In a race where both campaigns have wrangled with gusto over nearly everything, down to signatures on nominating petitions, the first debate between the major-party candidates in Pennsylvania's Seventh Congressional District was more mild than wild.
Democrat Bryan Lentz and Republican Patrick Meehan, who are running to replace U.S. Rep. Joe Sestak, agreed more than not at their first debate, which was hosted by Larry Kane and will be broadcast at 9:30 p.m. Sunday on the Comcast Network.
The candidates agreed that tax cuts for those making less than $250,000 a year should be extended. They agreed that tax incentives for business could spur job growth. They even generally agreed on typically divisive issues, such as gay marriage: Lentz supports civil unions, and Meehan said civil unions are a matter that should be left for states to decide.
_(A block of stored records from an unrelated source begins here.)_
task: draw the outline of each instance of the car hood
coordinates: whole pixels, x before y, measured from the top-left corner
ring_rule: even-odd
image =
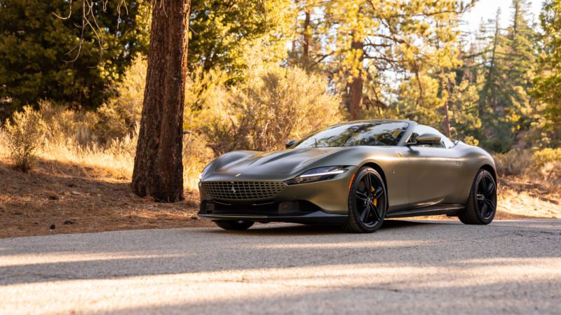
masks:
[[[209,165],[203,180],[290,179],[347,148],[306,148],[272,152],[234,151]]]

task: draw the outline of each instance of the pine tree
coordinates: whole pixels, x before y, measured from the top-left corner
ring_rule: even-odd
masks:
[[[561,146],[561,0],[544,2],[540,14],[539,74],[532,95],[539,102],[534,127],[543,146]]]
[[[113,4],[92,1],[99,27],[82,35],[83,1],[0,0],[0,116],[42,99],[92,108],[112,95],[147,47],[145,1]]]

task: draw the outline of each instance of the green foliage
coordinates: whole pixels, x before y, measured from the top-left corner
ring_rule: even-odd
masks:
[[[137,57],[116,85],[117,96],[109,99],[97,113],[96,125],[102,142],[122,138],[135,132],[140,121],[146,79],[147,61]]]
[[[561,1],[548,0],[540,15],[539,76],[532,95],[539,102],[534,133],[541,146],[561,145]]]
[[[86,26],[80,46],[83,1],[63,19],[55,15],[69,15],[66,1],[0,1],[0,115],[44,99],[93,108],[114,94],[112,85],[146,50],[149,4],[128,0],[119,13],[116,3],[93,2],[99,29]]]
[[[532,85],[536,55],[534,26],[528,20],[529,4],[513,0],[513,18],[506,31],[487,26],[484,36],[481,75],[485,77],[480,92],[480,114],[484,128],[479,136],[482,144],[492,150],[510,150],[518,134],[529,129],[532,104],[527,91]]]
[[[189,69],[219,69],[238,80],[247,66],[245,54],[256,45],[268,51],[264,61],[280,61],[293,22],[290,5],[289,0],[191,0]]]
[[[13,122],[6,121],[8,149],[14,166],[22,172],[32,169],[37,162],[45,130],[41,115],[30,106],[14,113]]]
[[[302,69],[253,65],[244,83],[231,88],[224,85],[223,74],[212,76],[191,85],[210,88],[188,104],[186,116],[191,120],[186,127],[203,134],[216,155],[280,149],[289,139],[343,120],[340,99],[326,91],[327,82]]]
When they attacked, their plays largely came from mirror playbooks: pin the other guy to the troubles of an administration.
For Meehan, 54, a former U.S. attorney from Drexel Hill, that meant bemoaning the debt taken on since President Obama took over in 2009, and criticizing Lentz for voting as a state representative to raise taxes.
"In addition to the spending, there's a tremendous concern over the remarkable debt that has been run up, certainly since this recession has begun but principally since 2008," Meehan said.
Meehan said he would not have voted for the stimulus package.
"Not that there shouldn't have been dollars that should have been directed in a time that was very sensitive, but I think that stimulus was directed at the wrong kind of things," he said.
In response to Meehan's criticism that he voted for a state budget in 2008-09 that was $1 billion more than the previous year's budget, Lentz, 46, of Swarthmore, said he voted for it to help pay for education.
"The all-Republican school board of Upper Darby High School lobbied us for that increase because they needed it to provide a quality education," Lentz said. "Do you know who pays if the state doesn't give Upper Darby that increase? The property taxpayer, and they can tell you - the senior citizens - how much their property taxes have gone up in recent years."
During the 25-minute debate, Lentz tried to tie Meehan to the Bush administration's policies, which he blamed for the recession.
"This recession . . . didn't come upon us like a plague," Lentz said. "There was a cause of this and the cause was the economic policies of the Bush administration, which Pat's essentially espousing now on the campaign trail."
He also asked Meehan to define his brand of Republicanism. Meehan is generally viewed as a moderate, but he has received support from the Independence Hall Tea Party. Voter registration in Delaware County, the heart of the Seventh District, favors the GOP, and Republican voters in the district are generally more concerned with fiscal matters than social ones.
Meehan showed no signs Thursday that he intended to move further right. He acknowledged that under President George W. Bush, "the Republicans lost, a little bit, the sense of fiscal accountability."
"Extremism isn't where the world is going to make progress," he said later in the debate.
Lentz is also pitching himself toward the middle. When asked about gay marriage, he said civil unions were a "practical approach." Asked about the plan to build an Islamic center near the former World Trade Center site, Lentz said the feelings of those who lost loved ones on Sept. 11, 2001, should be considered.
"Just because you can do something doesn't mean you should do it," Lentz said. "Obviously under the Constitution they're permitted to do it, but I think it's reasonable to consider the wishes and the concerns of the victims and their families."